The Data Warehouse Definition

The other day I was listening to a software engineering podcast.

Don’t remember the exact title, but at some point the host asks the guest: “can you explain the difference between an operational database and a data warehouse?”. And the guest goes: “well, the operational database is the regular database on which your application operates, a data warehouse is a database where data, instead of being arranged in subsequent rows, it’s arranged in columns…

That’s not right is it? So, what is the difference between an operational database and a data warehouse?

The as the guest of the podcast rightfully pointed out, an operational database is the primary database on which your application operates. It generally represents a normalized version of your data model.

Let’s take this oversimplified example. You have a Customer table and an Inventory table and an Orders table and everything is neatly laid out and they’re all related somehow.

Organizing data this way is very efficient to implement business logic on top of: you add order to the Orders table, add new inventory to the Inventory table, and so on.

But what about reporting, let’s say you want a report that for each order in the last month display the inventory product name and unit price, the customer’s zip code, the order amount and date. This will require an expensive join query. Then imagine you have an army of executives and marketing people looking at these reports all the time to figure out how to improve the business. This sort of query can be quite slow and in addition, because it runs on the same database, it may significantly slow down your production system. So what to do?

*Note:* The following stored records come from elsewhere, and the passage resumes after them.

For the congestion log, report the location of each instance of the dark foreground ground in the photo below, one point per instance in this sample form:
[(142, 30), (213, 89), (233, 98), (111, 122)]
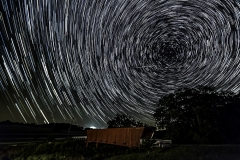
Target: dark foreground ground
[(76, 150)]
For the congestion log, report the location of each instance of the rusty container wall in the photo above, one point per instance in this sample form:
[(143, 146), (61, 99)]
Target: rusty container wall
[(118, 136)]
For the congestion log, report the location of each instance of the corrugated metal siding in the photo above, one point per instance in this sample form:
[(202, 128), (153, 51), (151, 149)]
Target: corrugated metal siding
[(129, 137)]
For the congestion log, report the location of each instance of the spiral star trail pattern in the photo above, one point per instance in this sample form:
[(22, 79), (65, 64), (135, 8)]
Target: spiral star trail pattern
[(81, 60)]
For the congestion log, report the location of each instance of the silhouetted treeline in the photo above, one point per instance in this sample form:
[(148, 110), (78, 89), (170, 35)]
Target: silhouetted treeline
[(200, 115)]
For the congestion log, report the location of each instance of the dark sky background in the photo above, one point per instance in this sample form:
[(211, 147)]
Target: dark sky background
[(86, 60)]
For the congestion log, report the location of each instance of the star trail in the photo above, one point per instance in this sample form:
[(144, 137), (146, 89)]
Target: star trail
[(87, 60)]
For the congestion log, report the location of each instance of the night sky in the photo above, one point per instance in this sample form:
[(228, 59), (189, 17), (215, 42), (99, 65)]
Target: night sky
[(87, 60)]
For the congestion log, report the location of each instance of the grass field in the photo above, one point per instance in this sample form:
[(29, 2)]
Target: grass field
[(76, 150)]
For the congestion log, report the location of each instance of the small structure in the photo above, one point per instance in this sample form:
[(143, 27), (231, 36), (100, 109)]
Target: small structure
[(129, 137)]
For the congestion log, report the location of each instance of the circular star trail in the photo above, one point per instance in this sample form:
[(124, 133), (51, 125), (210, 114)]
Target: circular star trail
[(64, 60)]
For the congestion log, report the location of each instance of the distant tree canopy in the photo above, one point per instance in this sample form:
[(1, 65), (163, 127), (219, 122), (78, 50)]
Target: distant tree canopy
[(199, 115), (124, 121)]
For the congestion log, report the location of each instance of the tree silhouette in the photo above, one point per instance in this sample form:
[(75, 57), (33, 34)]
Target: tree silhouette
[(124, 120), (199, 115)]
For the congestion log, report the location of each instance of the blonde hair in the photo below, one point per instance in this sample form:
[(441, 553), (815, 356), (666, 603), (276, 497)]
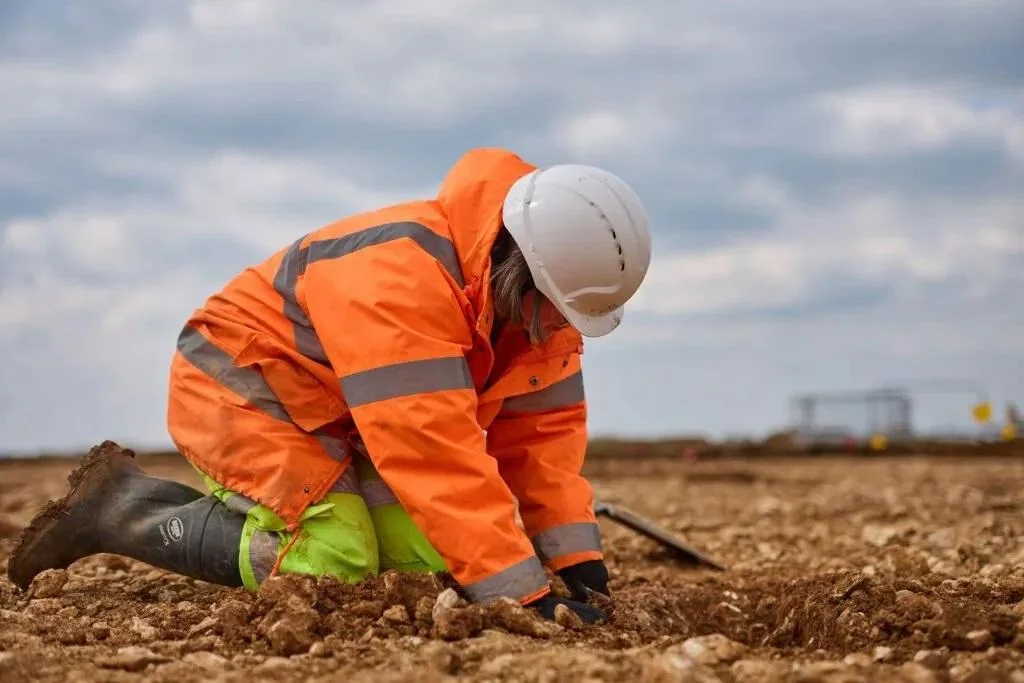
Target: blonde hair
[(510, 281)]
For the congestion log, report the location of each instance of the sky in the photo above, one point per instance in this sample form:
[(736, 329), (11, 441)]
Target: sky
[(836, 189)]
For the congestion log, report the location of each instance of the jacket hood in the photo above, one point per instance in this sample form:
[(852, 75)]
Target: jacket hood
[(471, 197)]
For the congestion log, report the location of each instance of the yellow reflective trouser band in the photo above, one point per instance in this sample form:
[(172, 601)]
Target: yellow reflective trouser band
[(400, 543), (336, 539), (343, 536)]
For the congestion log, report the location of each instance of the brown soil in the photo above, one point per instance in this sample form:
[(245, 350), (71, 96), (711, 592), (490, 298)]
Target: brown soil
[(840, 569)]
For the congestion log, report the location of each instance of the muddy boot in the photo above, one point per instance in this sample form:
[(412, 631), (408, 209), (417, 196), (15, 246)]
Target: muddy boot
[(114, 507)]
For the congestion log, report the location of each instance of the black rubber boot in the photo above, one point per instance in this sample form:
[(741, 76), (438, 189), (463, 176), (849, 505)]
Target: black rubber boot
[(114, 507)]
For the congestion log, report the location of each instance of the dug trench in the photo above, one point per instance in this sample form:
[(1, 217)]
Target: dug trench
[(838, 581)]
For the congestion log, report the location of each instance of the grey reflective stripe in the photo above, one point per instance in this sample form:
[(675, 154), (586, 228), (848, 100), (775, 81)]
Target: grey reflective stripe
[(376, 493), (346, 483), (298, 258), (437, 246), (560, 394), (567, 539), (292, 265), (263, 553), (517, 582), (246, 382), (403, 379)]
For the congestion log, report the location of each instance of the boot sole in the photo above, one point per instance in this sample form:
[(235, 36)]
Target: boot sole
[(103, 463)]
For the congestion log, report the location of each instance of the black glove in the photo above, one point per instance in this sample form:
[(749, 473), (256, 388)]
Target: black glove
[(590, 574), (546, 607)]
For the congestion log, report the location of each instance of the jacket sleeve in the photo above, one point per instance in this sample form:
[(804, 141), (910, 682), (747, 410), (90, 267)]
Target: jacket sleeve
[(393, 329), (540, 441)]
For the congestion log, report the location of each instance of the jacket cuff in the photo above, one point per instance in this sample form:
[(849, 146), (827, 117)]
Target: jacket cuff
[(522, 582), (561, 546)]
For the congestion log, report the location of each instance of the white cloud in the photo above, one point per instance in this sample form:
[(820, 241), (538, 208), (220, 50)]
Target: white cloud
[(867, 240), (886, 121), (151, 155)]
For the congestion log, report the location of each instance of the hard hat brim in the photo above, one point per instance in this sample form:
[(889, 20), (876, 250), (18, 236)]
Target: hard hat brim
[(592, 326)]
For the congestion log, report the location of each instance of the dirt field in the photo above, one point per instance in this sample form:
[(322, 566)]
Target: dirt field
[(840, 569)]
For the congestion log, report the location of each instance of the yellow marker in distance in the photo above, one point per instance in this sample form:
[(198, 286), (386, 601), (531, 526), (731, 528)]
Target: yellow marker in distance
[(1009, 431)]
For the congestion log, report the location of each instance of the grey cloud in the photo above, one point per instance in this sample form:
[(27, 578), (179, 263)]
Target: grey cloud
[(103, 120)]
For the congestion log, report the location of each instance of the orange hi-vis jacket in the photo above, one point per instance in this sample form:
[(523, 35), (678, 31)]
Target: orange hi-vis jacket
[(377, 328)]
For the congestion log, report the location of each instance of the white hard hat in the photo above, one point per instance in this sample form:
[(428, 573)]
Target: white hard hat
[(586, 238)]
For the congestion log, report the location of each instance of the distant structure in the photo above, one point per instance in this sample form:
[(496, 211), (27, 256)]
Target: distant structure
[(835, 418), (840, 418)]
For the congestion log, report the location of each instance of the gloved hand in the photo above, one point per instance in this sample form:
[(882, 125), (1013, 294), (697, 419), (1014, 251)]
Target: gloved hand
[(546, 607), (591, 574)]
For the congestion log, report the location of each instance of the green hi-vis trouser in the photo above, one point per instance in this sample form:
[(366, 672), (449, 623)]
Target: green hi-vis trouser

It would be good if we had a second database, with data derived from the operational database, but organized so that the analytic queries ran by executives and marketing people return a lot faster. Typically for your report discussed above, you will set up a table with all the required columns so you can serve up your report in one query with no joins. This is generally called a denormalized data model.

You could feed this new database in various ways, either in real time as your business goes on, or in batches at the end of day or whenever the load on your production system is low so that user experience on the production system is not impacted.

Well, this second database is your data warehouse. A possible definition for it could be: A data warehouse is a secondary database holding one or multiple denormalized copies of your data, optimized to speed up functionalities such as reporting, charting, statistical calculations, data mining or machine learning without affecting the performance of the production system.

The form of storage should depend on usage.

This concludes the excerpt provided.